China files WTO complaint over ‘discriminatory’ US subsidy scheme

China has escalated its confrontation with the United States over electric vehicle (EV) subsidies by filing a complaint with the World Trade Organization (WTO).

Beijing deems the practices under the US Inflation Reduction Act (IRA) “discriminatory”. It feels targeted in particular and believes they are a form of unfair competition in the changing automotive market.

Joe Biden’s IRA provision offers substantial tax credits for EVs, but only if assembled in the US or a country with which it has agreed upon a free-trade agreement – like Japan – and if their batteries use components and critical minerals sourced from the same regions.

China pugilist, EU diplomat

The policy has significantly disadvantaged Chinese electric cars in the US market, sparking Beijing’s claim that it distorts fair competition and disrupts the global supply chain, violating WTO rules.

The Chinese Ministry of Commerce’s criticism of “discriminatory subsidies” asserts that US law unfairly targets Chinese EV manufacturers and suppliers by excluding them from tax credits due to their origins. This is a strategic effort by China to challenge what it perceives as protectionist measures by the US.

The European Union isn’t a free-trade partner of the US and suffers from the same constraints and subsidy scheme exclusions. But instead of protesting, EU officials have sought negotiations for exemptions rather than filing a WTO complaint. Though these talks aimed for a swift agreement from the start, they have been ongoing for over a year and continue to this date.

‘Foreign Entity of Concern’

One pillar of this US policy is the definition of a “Foreign Entity of Concern” (FEOC), which targets entities under Chinese, Russian, North Korean, or Iranian governmental control or influence. The term was defined and agreed upon only in December last year.
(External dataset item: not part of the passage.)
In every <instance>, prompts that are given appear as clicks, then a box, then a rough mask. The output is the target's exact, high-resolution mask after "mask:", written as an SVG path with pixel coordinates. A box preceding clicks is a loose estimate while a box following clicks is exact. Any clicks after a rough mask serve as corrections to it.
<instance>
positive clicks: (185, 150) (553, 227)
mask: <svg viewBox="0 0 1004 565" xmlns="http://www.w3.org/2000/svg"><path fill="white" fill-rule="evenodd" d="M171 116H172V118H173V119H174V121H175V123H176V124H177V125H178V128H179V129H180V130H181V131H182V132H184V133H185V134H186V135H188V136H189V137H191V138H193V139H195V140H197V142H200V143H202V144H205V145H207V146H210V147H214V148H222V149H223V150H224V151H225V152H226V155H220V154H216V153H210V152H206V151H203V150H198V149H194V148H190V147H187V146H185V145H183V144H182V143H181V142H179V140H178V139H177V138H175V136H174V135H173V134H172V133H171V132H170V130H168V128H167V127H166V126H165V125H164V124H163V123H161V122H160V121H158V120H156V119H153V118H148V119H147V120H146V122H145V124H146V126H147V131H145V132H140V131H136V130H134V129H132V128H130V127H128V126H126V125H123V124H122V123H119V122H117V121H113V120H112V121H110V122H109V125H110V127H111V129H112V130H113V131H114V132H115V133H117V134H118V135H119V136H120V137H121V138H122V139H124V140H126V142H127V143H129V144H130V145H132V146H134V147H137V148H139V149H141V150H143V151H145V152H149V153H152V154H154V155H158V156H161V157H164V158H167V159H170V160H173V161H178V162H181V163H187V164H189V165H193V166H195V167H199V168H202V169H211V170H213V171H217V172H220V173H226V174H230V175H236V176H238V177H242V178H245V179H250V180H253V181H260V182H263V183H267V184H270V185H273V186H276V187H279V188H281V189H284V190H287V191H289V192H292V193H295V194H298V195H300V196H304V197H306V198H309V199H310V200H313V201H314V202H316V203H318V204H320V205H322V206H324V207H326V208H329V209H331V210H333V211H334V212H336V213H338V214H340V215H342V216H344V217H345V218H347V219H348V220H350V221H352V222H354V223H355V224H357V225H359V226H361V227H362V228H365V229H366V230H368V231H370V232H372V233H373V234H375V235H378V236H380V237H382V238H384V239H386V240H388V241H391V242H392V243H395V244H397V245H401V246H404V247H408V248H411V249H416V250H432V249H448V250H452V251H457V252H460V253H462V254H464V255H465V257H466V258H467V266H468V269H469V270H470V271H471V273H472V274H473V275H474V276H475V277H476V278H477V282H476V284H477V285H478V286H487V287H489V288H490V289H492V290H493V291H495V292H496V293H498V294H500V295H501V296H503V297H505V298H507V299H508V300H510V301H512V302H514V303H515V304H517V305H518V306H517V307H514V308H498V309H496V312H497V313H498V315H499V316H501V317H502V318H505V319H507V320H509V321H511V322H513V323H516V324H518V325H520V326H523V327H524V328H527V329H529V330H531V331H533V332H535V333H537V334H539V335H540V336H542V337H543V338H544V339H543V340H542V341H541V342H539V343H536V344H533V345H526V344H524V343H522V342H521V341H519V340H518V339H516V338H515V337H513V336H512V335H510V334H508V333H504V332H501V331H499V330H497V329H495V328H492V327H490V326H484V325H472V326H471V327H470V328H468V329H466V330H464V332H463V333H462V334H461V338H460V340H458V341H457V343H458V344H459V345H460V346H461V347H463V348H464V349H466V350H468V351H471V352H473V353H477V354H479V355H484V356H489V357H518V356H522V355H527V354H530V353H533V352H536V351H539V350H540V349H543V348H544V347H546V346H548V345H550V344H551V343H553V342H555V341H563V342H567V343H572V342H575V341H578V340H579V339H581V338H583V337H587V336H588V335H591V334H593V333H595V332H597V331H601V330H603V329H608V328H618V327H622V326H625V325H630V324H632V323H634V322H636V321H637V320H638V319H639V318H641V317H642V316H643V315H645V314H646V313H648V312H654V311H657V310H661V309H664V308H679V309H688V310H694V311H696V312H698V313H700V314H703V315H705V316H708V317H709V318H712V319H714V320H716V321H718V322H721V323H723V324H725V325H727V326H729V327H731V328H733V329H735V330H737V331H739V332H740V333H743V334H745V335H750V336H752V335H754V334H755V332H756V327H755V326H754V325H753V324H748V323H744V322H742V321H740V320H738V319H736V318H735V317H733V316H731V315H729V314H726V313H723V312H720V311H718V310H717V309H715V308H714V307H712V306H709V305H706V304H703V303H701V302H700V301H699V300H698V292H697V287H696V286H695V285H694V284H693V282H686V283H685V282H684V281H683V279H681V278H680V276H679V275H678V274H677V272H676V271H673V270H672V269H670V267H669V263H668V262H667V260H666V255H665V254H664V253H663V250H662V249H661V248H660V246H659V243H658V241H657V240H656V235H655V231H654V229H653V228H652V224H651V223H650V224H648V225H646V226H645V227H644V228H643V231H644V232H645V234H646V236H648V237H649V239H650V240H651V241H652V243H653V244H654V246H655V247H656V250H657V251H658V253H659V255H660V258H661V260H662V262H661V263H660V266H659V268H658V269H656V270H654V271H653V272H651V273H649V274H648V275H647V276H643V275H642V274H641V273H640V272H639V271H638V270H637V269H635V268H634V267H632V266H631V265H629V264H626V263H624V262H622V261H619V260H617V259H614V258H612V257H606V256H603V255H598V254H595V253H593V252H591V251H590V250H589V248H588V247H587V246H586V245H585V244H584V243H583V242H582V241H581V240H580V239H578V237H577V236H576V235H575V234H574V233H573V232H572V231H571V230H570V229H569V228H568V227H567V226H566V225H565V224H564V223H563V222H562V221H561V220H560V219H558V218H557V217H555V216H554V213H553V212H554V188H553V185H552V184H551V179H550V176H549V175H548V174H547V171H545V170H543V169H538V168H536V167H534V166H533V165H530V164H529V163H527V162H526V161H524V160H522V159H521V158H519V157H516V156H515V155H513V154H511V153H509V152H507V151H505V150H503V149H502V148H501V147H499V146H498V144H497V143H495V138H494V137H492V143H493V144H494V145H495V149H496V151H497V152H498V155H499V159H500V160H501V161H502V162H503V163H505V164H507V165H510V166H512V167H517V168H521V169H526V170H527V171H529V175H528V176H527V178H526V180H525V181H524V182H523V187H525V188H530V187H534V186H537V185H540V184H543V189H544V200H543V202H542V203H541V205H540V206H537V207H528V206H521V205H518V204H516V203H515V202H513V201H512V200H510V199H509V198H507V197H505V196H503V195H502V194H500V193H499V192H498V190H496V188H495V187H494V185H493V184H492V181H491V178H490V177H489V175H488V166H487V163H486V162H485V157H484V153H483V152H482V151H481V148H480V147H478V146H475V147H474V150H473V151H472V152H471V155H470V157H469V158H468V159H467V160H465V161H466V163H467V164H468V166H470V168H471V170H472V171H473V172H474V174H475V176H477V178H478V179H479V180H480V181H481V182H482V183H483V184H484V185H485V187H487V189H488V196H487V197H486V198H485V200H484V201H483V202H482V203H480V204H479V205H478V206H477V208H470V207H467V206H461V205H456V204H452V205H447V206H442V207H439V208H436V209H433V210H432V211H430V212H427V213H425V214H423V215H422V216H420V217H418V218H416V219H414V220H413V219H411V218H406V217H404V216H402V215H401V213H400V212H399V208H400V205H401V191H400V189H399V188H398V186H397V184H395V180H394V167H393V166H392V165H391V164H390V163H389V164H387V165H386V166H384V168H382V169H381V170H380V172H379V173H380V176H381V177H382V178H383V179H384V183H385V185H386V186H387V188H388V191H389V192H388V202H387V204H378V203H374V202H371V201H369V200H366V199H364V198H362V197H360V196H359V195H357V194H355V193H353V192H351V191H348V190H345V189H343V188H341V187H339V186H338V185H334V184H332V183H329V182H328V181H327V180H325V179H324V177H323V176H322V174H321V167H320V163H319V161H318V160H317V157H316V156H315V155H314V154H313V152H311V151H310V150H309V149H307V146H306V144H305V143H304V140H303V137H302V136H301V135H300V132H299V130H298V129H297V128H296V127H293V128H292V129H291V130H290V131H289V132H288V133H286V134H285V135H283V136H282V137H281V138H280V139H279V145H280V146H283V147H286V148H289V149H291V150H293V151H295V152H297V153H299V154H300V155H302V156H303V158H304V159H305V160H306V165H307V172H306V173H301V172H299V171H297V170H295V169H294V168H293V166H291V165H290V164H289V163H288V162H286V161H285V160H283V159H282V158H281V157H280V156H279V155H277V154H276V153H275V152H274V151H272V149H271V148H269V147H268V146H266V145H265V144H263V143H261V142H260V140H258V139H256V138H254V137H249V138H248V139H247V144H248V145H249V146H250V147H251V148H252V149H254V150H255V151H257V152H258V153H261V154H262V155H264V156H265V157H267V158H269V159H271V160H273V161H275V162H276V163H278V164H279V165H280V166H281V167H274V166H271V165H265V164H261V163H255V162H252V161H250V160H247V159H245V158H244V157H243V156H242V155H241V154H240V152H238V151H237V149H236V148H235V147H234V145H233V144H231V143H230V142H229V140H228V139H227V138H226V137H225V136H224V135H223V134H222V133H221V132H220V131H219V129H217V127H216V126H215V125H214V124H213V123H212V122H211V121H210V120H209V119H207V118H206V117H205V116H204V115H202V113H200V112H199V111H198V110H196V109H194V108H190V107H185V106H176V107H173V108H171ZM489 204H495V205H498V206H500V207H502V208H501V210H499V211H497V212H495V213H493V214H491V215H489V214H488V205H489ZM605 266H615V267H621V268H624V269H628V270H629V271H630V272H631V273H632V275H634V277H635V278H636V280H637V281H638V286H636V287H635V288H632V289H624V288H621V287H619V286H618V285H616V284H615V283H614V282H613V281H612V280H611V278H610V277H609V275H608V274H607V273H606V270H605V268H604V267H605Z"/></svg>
After this unison in the American government, EVs containing battery components produced by these FEOCs – mainly China – have ceased to qualify for total US subsidies starting this year.

It further tightens from 2025 to exclude critical minerals mined, processed, or recycled by FEOCs. Only a few non-traceable materials, such as salts, binders, and additives, will be allowed.
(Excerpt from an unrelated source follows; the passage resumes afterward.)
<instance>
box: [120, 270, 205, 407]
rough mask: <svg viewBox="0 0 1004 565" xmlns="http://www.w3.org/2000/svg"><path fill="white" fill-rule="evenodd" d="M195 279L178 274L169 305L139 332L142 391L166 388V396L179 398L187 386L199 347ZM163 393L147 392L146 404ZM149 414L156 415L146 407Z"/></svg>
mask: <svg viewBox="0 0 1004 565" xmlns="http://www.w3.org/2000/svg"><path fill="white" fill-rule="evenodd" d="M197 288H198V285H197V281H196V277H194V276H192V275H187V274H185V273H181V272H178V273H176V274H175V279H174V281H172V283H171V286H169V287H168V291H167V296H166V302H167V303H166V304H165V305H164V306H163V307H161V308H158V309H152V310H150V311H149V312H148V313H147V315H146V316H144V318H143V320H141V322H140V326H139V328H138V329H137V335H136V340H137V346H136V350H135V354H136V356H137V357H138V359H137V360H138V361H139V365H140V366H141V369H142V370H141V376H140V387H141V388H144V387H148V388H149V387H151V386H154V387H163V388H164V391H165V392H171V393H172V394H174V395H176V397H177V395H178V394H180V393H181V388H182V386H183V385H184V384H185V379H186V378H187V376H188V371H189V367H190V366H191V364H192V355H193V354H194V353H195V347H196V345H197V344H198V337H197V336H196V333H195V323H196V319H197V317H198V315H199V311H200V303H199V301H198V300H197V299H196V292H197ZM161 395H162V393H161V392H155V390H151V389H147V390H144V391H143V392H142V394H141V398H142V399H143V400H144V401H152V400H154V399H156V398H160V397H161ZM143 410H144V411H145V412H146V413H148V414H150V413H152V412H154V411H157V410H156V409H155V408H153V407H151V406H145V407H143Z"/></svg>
This regulation impacts not only successful Chinese automakers, like Polestar, but also national automakers like Ford, known to have had to adjust its battery factory plans involving Chinese battery giant CATL to comply with the IRA. As China accounts for more than 50% of the worldwide lithium-ion battery cell production, basically every car manufacturer has a link with this “FEOC”.

Protectionist Chinese joint ventures

In response, American authorities have claimed that the IRA aims solely at “decarbonizing the US” and equally puts accusations on China’s part, as reported by Bloomberg. Beijing required foreign firms to form joint ventures with local companies to operate within its borders.

This policy has been instrumental in transferring knowledge and technology, especially in the automotive sector. Additionally, China’s subsidies to its manufacturers and a now-abolished whitelist for battery suppliers favoring Chinese companies have been points of contention.

The WTO’s dispute resolution process now faces the task of solving this complex case. WTO rulings on trade disputes are supposed to conclude in six months but often take longer. Europe has asserted China’s arguments concerning the IRA’s competition curbing, but the former prefers not to start a legal battle.